Named Entity Recognition: Extracting words that reflect proper nouns from a given text. These can be people, places, organizations, etc.
Question Answering: Automatically providing an answer to a question.
Textual Entailment: Determining how two pieces of text, check if the second entails the first.
Relationship Extraction: Determine the relationships among named entities in one text and the named entities in another.
Topic Segmentation: Classify text into segments based on the topic they refer to or talk about.
Word Sense Disambiguation: Given a polysemous word, the aim is to determine the specific term sense that it corresponds to, based on the context in which it appears. WordNet is a well known digital dictionary that contains the word senses that correspond to each word.
Sentiment Analysis: Determine the sentiment, attitude or emotion towards a particular entity in a text. This is often used by organizations to monitor public opinion on the Web and social media towards their products.
Emotion Recognition: Similar to Sentiment Analysis, but rather than a binary of positive or negative, classify text according to the set of fundamental emotions (e.g. anger, sadness, joy, surprise, shame, etc.)
Coreference Resolution: Check which mentions refer to the same entities. This also subsumes the task of anaphora resolution, which involves checking which entity a pronoun refers to.
Discourse Analysis: Recognizing the discourse structure of the following connected text.
Automatic Summarization: Given a text, generate a brief summary of the content.

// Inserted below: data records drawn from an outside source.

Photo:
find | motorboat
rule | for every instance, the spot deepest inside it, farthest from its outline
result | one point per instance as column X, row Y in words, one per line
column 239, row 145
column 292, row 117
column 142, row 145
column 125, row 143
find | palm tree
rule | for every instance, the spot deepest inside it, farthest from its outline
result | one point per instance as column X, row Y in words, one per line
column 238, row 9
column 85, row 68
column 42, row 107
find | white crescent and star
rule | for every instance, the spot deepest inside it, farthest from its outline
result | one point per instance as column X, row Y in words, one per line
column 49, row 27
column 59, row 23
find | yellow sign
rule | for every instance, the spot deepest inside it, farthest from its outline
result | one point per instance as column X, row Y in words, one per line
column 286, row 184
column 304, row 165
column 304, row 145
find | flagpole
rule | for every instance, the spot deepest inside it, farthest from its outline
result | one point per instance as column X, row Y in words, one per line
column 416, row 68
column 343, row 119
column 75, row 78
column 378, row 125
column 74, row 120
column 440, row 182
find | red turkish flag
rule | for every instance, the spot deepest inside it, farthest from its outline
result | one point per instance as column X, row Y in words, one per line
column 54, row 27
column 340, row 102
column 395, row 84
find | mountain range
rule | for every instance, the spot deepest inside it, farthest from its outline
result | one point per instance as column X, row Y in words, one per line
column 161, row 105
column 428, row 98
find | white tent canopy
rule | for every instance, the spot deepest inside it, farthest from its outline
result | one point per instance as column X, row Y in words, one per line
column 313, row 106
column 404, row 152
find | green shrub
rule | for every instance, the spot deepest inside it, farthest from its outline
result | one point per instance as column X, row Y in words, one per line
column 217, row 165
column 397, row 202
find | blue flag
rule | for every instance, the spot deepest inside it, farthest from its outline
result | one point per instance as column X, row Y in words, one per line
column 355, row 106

Speech Recognition: Generating the corresponding text representation of an input audio speech. This is typically the first step when dealing with NLP of speech.
Recommendation Systems: Automatically recommend certain products to a user based on a history of their personal preferences.
Progress in NLP Application to solve real world problems
The above tasks have been directly applied to solve real-world problems, in many industries and domains including finance, health care, government and customer relationship management. Some use cases of NLP are:
- Reputation and brand monitoring by organizations using sentiment analysis
- Identifying fake news and news that is politically biased and untrusted
- Spam detection in emails
- Identifying possible diseases based on previous health records of a patient
- Detection of Covid-19 coronavirus outbreak cluster locations
- Detecting grammatical errors and supplying possible fixes on the fly (e.g. Grammarly)
- Ability to directly understand speech commands and act accordingly (e.g. Alexa)
- Recruiting workers based on identifying their specific skillsets
The future of NLP
NLP is an extremely interesting AI area in terms of both academic research and practical application. It has been around for over half a century. Ever since Alan Turing invented the “Turing Test” as a way to assess how close a machine has come to true artificial intelligence in 1950, there has been significant advancement in this area. One cool example is an AI program writing a novel on its own. The novel is entitled 1 the Road, published on July 2018.
But even with all this advancement in technologies, many of its tasks remain unsolved. The future of NLP involves resolving these current problems, and then supplying machines with near-human semantic, emotional, and real-world information, in order for them to understand and ‘feel’ natural language in the same way that humans do. This, with recent advancements in big data and machine learning technologies that give machines the ability to ‘learn to learn’, equips them with the capability to communicate meaningfully and respond based on the conversation (human-computer conversation).